According to the report, DeKalb County has met all of the requirements of the court order mandating improvements in the DeKalb County Child Advocacy Center, which provides legal services to the approximately 1,000 DeKalb County children in the custody of the child welfare system. The report highlights dramatic reductions in the number of cases handled by each child advocate attorney and improvements in the quality of legal representation they provide children in the county’s juvenile courts.
The court- ordered reforms are required by the 2006 settlement by DeKalb County of a part of the federal class action known as Kenny A. v. Perdue, brought by the national advocacy group Children’s Rights in 2002. The same case also includes a settlement with State officials requiring comprehensive reform of the Georgia Division of Family and Children’s Services (DFCS). The settlement with DeKalb County was reached after a federal court ruled in an unprecedented 2005 decision that children have a constitutional right to zealous and effective legal advocacy in the juvenile courts at every stage of their experience in state custody.

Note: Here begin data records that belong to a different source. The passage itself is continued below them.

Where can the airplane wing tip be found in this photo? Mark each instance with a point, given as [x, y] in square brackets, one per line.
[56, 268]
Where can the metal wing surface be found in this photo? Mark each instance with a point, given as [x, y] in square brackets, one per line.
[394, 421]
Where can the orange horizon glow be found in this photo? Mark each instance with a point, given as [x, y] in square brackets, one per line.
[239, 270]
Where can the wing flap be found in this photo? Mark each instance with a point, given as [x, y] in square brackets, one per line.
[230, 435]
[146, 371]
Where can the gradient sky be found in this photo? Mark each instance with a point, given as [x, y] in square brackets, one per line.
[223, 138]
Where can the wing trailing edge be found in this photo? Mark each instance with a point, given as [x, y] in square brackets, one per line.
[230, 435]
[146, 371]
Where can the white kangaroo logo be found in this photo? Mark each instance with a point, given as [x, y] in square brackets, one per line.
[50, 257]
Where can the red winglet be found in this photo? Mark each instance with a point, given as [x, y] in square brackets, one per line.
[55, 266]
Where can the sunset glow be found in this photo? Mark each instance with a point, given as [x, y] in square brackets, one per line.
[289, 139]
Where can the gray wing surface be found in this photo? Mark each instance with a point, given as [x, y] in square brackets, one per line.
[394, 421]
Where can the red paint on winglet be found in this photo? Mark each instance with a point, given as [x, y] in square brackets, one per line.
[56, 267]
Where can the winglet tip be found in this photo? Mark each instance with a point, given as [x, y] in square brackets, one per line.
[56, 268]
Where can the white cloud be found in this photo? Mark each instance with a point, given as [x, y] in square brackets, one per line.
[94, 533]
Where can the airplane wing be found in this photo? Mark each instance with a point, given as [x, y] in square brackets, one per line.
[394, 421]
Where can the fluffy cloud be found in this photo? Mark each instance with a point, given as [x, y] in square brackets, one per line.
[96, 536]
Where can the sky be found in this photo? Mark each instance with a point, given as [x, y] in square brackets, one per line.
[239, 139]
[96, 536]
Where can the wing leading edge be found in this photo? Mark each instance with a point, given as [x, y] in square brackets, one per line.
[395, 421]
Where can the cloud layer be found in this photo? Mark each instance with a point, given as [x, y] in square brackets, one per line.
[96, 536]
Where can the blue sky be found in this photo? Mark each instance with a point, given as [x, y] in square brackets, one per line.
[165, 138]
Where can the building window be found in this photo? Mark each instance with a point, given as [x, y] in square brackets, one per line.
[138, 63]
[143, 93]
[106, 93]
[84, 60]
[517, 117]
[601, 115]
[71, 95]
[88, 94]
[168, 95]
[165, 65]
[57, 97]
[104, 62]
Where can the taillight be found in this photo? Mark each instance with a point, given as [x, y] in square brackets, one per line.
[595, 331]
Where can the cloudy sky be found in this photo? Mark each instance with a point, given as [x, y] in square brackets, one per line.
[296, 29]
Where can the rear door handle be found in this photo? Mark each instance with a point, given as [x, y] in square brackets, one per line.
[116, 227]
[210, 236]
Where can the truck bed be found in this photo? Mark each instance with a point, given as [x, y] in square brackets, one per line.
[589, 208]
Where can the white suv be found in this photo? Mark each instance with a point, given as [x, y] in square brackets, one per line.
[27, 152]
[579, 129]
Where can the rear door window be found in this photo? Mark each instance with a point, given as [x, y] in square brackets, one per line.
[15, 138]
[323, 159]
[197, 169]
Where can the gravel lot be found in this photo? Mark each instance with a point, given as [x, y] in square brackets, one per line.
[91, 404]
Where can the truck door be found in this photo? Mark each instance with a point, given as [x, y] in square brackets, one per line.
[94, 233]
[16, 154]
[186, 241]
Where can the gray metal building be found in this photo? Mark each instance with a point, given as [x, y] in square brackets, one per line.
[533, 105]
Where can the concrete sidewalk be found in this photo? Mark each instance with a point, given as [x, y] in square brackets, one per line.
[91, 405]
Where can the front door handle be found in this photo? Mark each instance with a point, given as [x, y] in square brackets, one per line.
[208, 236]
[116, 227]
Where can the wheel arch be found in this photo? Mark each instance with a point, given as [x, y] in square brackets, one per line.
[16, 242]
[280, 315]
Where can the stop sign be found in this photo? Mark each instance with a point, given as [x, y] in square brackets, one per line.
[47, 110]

“There is no question that the Kenny A. lawsuit and the resulting court oversight have produced dramatic improvements for children in DeKalb County’s juvenile court system,” said Ira Lustbader, associate director of Children’s Rights. “Just a few years ago, DeKalb County’s child advocates were so overburdened that the kids they represented were lucky if they met their attorneys even once. This is major progress — these kids need their own lawyer to light their way, especially in a child welfare system with severe problems such as Georgia DFCS.”
The monitoring report, required by the settlement and covering the period September 15, 2007, to March 15, 2008, found that DeKalb County has:
- Exceeded requirements for reducing attorneys’ caseloads. At the time the Kenny A. lawsuit was filed in 2002, DeKalb County had only two child advocate attorneys (CAAs), each representing approximately 500 child clients. Today, the county has 11 full-time CAAs with caseloads consistently under 100 child clients per attorney — generally remaining within a 65- to 90-client range — surpassing the settlement’s requirement of no more than 130 children per attorney.

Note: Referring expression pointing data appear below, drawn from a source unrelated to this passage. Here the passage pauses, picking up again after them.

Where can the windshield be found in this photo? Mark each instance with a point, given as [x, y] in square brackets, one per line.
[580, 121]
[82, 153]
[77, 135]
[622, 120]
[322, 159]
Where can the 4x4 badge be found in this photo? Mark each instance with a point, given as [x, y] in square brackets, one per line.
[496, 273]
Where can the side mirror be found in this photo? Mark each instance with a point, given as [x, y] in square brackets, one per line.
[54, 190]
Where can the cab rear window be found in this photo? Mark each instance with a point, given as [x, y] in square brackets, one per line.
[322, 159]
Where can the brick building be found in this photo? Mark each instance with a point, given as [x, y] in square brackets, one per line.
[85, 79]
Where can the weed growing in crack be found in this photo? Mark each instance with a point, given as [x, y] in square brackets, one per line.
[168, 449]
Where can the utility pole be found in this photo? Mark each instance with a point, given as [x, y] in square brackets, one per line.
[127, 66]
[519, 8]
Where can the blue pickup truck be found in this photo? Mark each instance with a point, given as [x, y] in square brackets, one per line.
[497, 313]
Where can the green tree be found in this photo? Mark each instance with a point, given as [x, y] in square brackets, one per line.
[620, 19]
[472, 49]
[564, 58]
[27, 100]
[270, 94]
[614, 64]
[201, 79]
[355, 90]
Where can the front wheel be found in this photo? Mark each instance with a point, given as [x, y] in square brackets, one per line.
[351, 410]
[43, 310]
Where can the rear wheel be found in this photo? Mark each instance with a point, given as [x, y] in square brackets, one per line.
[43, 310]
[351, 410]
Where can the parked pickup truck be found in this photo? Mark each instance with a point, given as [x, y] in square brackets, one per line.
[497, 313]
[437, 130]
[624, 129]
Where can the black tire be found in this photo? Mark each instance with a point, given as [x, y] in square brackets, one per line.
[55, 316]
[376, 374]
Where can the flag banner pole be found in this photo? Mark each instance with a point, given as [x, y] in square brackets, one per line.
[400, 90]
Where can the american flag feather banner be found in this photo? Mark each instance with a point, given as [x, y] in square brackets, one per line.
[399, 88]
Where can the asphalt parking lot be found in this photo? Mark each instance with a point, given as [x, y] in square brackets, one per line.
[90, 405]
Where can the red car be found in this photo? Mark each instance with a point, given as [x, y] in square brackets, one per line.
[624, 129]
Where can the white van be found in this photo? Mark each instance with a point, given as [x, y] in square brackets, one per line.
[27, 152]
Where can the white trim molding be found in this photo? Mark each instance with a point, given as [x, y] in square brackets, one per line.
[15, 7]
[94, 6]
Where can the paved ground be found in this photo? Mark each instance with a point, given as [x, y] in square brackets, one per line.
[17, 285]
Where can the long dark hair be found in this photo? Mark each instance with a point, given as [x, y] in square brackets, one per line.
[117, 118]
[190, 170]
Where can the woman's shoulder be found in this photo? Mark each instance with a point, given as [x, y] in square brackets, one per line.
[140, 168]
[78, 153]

- Improved the quality of legal representation for children in foster care. When Kenny A. was filed, children rarely met the CAAs assigned to them or received explanations of court proceedings. Today’s report showsCAAs now meet regularly with child clients in their foster placements and schools, as well as in the courtroom.CAAs also now thoroughly document interviews with their child clients, which include age-appropriate explanations of the court process and the role of counsel. The monitor also notes that CAAs are obtaining more information about their child clients and better meeting their clients’ special needs, particularly in the areas of education and immigration issues.
- Improved management and administration, including staff supervision and training. DeKalb County also now conducts regular staff performance evaluations and continues to improve in-house staff training while also providing access to regional, state, and national training opportunities. Additionally, the report notes that DeKalb is in the process of enhancing its case-tracking system to ensure that children’s legal needs are addressed in a timely fashion, and has restructured the paralegal position to enhance case-management support.

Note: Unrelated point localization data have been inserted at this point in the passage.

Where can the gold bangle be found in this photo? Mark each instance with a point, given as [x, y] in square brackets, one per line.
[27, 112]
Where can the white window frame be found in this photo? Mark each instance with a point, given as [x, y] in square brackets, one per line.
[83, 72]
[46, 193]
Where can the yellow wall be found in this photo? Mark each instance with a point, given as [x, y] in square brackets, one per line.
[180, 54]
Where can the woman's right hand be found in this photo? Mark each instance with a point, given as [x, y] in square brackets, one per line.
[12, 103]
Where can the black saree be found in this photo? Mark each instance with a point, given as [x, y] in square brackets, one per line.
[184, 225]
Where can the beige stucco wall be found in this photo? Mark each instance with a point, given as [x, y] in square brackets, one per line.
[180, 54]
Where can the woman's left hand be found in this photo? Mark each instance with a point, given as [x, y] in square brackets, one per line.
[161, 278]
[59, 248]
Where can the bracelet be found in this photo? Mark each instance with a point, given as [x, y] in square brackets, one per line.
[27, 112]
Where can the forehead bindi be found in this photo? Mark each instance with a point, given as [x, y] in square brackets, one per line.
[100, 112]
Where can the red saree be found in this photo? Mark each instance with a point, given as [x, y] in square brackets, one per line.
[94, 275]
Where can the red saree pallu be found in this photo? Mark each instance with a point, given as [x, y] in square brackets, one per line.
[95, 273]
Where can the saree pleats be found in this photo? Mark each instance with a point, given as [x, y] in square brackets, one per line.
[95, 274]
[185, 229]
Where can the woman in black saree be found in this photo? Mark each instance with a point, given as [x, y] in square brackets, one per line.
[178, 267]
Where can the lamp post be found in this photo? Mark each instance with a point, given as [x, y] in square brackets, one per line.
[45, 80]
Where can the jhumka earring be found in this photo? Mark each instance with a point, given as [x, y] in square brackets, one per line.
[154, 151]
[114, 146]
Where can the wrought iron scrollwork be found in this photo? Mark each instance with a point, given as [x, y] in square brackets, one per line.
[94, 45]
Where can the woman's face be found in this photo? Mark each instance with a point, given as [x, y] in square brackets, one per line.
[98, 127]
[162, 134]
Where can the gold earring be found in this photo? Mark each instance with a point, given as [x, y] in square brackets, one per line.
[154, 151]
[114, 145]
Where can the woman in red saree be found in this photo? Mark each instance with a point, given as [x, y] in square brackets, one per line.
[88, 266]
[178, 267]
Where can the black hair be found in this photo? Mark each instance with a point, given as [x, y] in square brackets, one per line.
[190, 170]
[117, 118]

Amid the praise for DeKalb County’s progress, the report highlights several serious and ongoing problems in Georgia’s Division of Family and Children Services (DFCS) that threaten to undermine effective legal representation of foster children, including:
- Lack of continuity among children’s DFCS case managers. CAAs reported that child clients regularly have as many as six different DFCS managers assigned to them during their time in state custody, due in part to high staff turnover. The constant transfer of cases to often new and inexperienced workers results in the loss of critical information and delayed placement of children into permanent homes.
- Failure to notify the court or CAAs of changes in children’s placements. The monitor found many instances in which DFCS failed to alert the court and the child’s legal representative when a foster child was moved, though it is legally required to do so. This prevents CAAs from seeing child clients in their home settings and from challenging the suitability of children’s placements in a timely fashion when necessary.
- Lack of standardized process for conducting home evaluations and lack of consistency in DFCS policy for placing children based on those evaluations. DFCS frequently reports that a foster home evaluation is favorable and places a child in the home when major components of the evaluation are incomplete. Yet the monitor reports many instances in which DFCS denied foster parents’ requests for subsidies to help cover the costs of caring for a foster child on the grounds that their home evaluations were incomplete.
“It is unfortunate that the Georgia Department of Family and Children Services’ failures are still casting shadows on the impressive progress that DeKalb County has made,” Lustbader said. “The biggest obstacle to effective legal representation for abused and neglected children should not be the state’s own child welfare system.”